Much of the focus of these announcements was around making the government’s research funding have more direct commercialisation potential, just as the messaging around changing the Marsden Fund last year did too. “The changes… will ensure a science system that generates maximum value for the economy and, therefore, for New Zealanders,” Collins said. Referring to loosened rules around gene technology, she said the changes would “unlock enormous opportunities for our science sector”.

This extends to intellectual property. In a sort of announcement-of-an-announcement, Collins said the government wants to incentivise individual researchers to be directly rewarded for innovation they have been part of; this could mean that researchers on funded projects will receive financial benefits from anything that has been commercialised. For some reason the government’s plans are based on a system in place at Canada’s University of Waterloo, which describes itself as having “the most entrepreneurial IP policy in the North America [sic].”

OK, so the government wants to get more money out of science research. How have scientists responded? 

Scientists who are already concerned about funding following the changes to the Marsden Fund last year were cautiously optimistic, referring to a just-released report about the science system in New Zealand. Nicola Gaston, director of the MacDiarmid Institute, said that the principle of the reforms was sound, but she had questions about implementation. “Work done by scientists within the sector to adjust will have a cost in time not spent on science,” Gaston said. “Given the massive cuts made to both university and CRI workforces over the last couple of years, this is a lot to ask.” She said more resourcing and a commitment to ensure changes were implemented efficiently would be necessary. 

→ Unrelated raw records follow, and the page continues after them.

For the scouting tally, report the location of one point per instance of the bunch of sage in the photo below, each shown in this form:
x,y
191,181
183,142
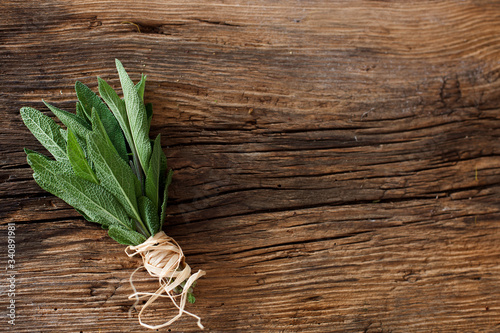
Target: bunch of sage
x,y
107,168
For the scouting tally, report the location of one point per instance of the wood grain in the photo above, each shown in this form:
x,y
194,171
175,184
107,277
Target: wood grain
x,y
337,163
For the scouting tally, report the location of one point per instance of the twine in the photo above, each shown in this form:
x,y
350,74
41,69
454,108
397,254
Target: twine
x,y
163,258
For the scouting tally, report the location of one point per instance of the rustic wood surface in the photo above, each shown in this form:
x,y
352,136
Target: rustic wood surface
x,y
337,163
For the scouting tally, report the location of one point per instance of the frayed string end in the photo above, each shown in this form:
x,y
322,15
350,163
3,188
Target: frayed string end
x,y
163,258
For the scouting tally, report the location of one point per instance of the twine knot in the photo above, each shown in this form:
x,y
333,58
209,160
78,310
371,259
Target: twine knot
x,y
163,258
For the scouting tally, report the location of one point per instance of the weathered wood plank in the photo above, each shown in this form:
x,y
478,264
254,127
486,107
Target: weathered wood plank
x,y
336,163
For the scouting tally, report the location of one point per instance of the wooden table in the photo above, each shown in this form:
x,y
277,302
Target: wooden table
x,y
337,163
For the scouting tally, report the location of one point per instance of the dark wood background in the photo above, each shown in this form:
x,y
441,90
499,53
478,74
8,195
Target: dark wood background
x,y
337,163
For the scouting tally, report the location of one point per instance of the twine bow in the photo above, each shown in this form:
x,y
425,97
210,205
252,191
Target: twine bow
x,y
163,258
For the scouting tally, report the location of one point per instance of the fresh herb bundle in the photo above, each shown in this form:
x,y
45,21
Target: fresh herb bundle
x,y
108,169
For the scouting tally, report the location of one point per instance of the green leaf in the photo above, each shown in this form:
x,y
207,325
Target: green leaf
x,y
165,198
152,185
93,200
64,133
137,117
113,172
80,112
117,106
46,131
141,86
78,160
149,214
125,236
149,113
29,151
76,123
90,101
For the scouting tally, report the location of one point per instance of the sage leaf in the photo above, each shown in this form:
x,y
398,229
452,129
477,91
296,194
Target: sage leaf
x,y
149,113
76,123
46,131
78,160
149,214
137,117
80,111
114,174
168,180
64,133
117,106
141,86
152,185
90,102
92,199
125,236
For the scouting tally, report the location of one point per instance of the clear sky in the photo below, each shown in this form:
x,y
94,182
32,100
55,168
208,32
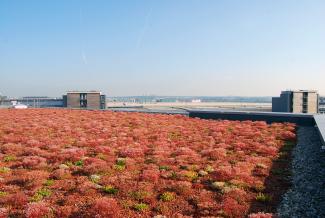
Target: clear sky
x,y
162,47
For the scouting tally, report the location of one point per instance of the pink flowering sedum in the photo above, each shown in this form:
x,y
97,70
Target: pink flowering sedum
x,y
78,163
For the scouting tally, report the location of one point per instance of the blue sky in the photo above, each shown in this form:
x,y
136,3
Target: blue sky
x,y
166,47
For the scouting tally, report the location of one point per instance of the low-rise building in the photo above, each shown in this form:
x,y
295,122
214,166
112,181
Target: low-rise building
x,y
300,101
85,99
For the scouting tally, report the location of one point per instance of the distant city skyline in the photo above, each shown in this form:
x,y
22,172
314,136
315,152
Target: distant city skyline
x,y
171,48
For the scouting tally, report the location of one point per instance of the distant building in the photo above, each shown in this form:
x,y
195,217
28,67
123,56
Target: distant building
x,y
301,101
84,99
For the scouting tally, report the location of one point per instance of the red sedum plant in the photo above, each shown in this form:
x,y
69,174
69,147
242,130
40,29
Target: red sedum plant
x,y
65,163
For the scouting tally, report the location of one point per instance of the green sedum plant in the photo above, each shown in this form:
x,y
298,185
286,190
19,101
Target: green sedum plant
x,y
167,196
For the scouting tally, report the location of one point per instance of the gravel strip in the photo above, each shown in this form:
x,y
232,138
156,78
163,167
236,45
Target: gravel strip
x,y
306,197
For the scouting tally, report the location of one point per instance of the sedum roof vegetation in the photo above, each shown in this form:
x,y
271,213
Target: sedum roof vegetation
x,y
76,163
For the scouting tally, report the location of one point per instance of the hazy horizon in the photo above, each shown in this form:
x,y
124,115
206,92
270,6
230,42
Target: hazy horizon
x,y
166,48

Michael Baker, a public health professor at the University of Otago, said he was pleased a PRO organisation dedicated to health would replace the ESR, although there wasn’t yet much detail about this. “It is important to remember that improving health, wellbeing and equity has economic value,” he said. “Interventions like vaccination and outbreak prevention and control are highly cost effective.”

Lucy Stewart, co-president of the New Zealand Association of Scientists, took a more pessimistic stand. She worried that the announcement’s focus on commercial research would mean other vital areas would be ignored. “The message to scientists from this government is clear: they are expected to be a source of revenue rather than working for the public good, and anything they do that isn’t directly linked to economic gain is of little interest.”

When is all of this going to happen? 

Big changes in organisations that employ hundreds of people will take a while, and the names of the new PROs haven’t even been released yet. In the first half of this year, the advisory council members will be appointed and the changes to intellectual property policy will be considered. In the second half of the year, funding will begin for the advanced technology PRO and the legislation for the changes will be passed in the house, to take effect in 2026.